By contrast, the entirety of the United Kingdom actually grew by 0.7% over the fourth quarter, shaking off initial fears about the economic impact of the Brexit vote last summer.
“In the fourth quarter of 2016 the Scottish Economy contracted by 0.2% compared to the third quarter of 2016,” a National Statistics publication for Scotland said. “Over the same period UK GDP grew by 0.7%. In Scotland contractions in the construction and production industries were not tempered by the services industry, which remained flat.”
The chart below illustrates the contraction in stark terms:
Scottish National Party officials were quick to blame the poor GDP numbers on the impact of the Brexit vote, with Finance Secretary Derek Mackay saying: “What is now quite clear is the economic reality of the Brexit vote. We have already seen significantly lower consumer confidence in Scotland since the vote last summer. Now we see that feeding through into our growth figures, and all of this is before the UK actually leaves the EU.”
However, given that the economy in the UK as a whole grew strongly over the same period that Scotland contracted, it seems unlikely that this is entirely the case.
Last week, Scotland’s parliament
voted in favour of holding a second referendum on independence from the United Kingdom by 69 votes to 59, following repeated calls from First Minister Nicola Sturgeon to do so, but the economic issues surrounding independence could be a major stumbling point for the country.
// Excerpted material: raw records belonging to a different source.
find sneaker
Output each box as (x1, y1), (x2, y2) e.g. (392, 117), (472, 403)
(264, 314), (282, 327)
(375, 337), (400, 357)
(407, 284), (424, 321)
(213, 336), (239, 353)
Scotland’s economy relies heavily on revenues from its North Sea oil and gas activities for prosperity, but since 2014, as the price of oil dropped from more than $US100 per barrel ito around $US50 now, that sector has suffered. As a result, more importance is now being put on Scotland’s onshore economy to take on some of the burden from the fuel industry.
The latest figures suggest that this is not yet happening, and that could be very bad news for Scotland.